Comparative regression performances of machine learning methods optimising hyperparameters: application to health expenditures


Çinaroğlu S. , Başer O.

International Journal of Bioinformatics Research and Applications, vol.16, no.4, pp.387-407, 2020 (Refereed Journals of Other Institutions)

  • Publication Type: Article / Article
  • Volume: 16 Issue: 4
  • Publication Date: 2020
  • Title of Journal : International Journal of Bioinformatics Research and Applications
  • Page Numbers: pp.387-407

Abstract

Machine learning (ML) algorithms are used in various areas.

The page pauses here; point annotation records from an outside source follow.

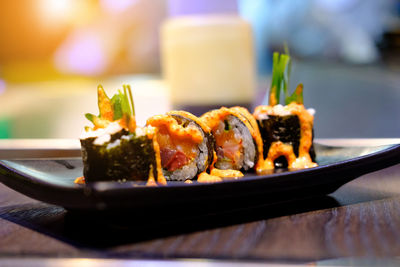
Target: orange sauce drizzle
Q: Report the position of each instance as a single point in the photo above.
(208, 178)
(80, 180)
(150, 132)
(226, 173)
(176, 130)
(151, 181)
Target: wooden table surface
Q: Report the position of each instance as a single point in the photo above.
(361, 219)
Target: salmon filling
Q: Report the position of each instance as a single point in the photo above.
(175, 155)
(229, 145)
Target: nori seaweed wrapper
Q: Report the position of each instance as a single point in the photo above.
(285, 129)
(129, 160)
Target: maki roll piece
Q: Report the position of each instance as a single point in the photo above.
(115, 149)
(186, 145)
(287, 131)
(238, 143)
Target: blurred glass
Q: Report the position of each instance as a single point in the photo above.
(54, 53)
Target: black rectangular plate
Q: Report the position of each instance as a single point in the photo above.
(52, 180)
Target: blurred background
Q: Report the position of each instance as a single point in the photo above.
(197, 54)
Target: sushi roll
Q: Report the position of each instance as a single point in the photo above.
(115, 149)
(287, 131)
(238, 143)
(186, 145)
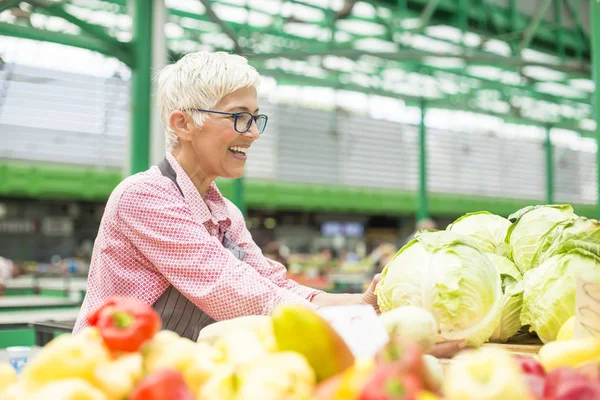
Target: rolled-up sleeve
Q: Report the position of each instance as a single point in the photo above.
(162, 228)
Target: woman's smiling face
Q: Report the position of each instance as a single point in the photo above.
(219, 149)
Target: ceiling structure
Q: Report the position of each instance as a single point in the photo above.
(524, 62)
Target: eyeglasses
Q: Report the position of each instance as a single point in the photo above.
(242, 121)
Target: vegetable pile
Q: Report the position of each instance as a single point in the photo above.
(485, 277)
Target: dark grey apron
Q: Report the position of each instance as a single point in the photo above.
(178, 313)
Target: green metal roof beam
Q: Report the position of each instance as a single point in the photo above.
(120, 49)
(574, 11)
(228, 31)
(413, 100)
(79, 41)
(7, 4)
(542, 40)
(427, 13)
(485, 59)
(540, 11)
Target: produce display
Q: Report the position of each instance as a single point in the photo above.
(486, 277)
(483, 279)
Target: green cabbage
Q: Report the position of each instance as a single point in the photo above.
(512, 301)
(486, 229)
(549, 291)
(578, 233)
(446, 274)
(532, 228)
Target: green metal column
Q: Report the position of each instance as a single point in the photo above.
(549, 167)
(422, 212)
(595, 39)
(141, 84)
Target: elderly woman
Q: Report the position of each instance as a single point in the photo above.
(168, 237)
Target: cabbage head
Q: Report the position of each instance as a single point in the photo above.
(578, 233)
(532, 226)
(549, 291)
(512, 300)
(487, 230)
(446, 274)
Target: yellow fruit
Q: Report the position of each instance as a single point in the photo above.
(8, 375)
(221, 385)
(65, 357)
(241, 348)
(205, 361)
(285, 375)
(68, 389)
(167, 351)
(569, 353)
(261, 325)
(485, 374)
(566, 331)
(427, 396)
(117, 378)
(15, 391)
(300, 329)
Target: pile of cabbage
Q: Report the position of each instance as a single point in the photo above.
(485, 276)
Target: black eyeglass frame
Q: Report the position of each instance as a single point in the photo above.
(237, 115)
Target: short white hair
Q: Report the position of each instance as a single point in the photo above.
(200, 80)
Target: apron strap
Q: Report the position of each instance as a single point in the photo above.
(166, 170)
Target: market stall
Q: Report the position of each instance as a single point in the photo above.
(518, 297)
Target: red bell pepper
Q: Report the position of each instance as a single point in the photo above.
(162, 385)
(125, 324)
(568, 384)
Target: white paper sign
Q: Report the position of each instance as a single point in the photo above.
(359, 326)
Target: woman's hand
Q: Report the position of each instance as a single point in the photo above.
(369, 296)
(447, 349)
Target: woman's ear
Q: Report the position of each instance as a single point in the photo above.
(182, 124)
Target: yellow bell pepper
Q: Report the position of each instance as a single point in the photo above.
(117, 378)
(65, 357)
(280, 376)
(16, 391)
(427, 396)
(242, 347)
(566, 330)
(168, 349)
(68, 389)
(569, 353)
(199, 370)
(485, 374)
(222, 384)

However, there has been no study analysing health expenditures using ML

methods. This work is a step forward in comparing the regression

performances of lasso (L), K-nearest neighbourhood (KNN), Random Forest

(RF) and support vector machine (SVM) regression while changing

hyperparameter values. In this study, lambda (λ), number of neighbours (NN),

number of trees (NT) and epsilon (ε) parameter for L, KNN, RF and SVM

regression were determined as hyperparameters, respectively. K-fold crossvalidation

was performed to examine regression performance results. Study

results show that KNN (R2 > 0.75; RMSE < 0.70; MAE < 0.55) and

L (R2 > 0.79; RMSE < 0.20; MAE < 0.15) regression yields better results in

predicting health expenditure per capita and out-of-pocket health expenditure

(%) respectively. Moreover, L, KNN, RF and SVM regression methods

performance differences are statistically significant (p < 0.001). It is hoped that

these results will stimulate further interest in using ML methods to predict

health expenditures.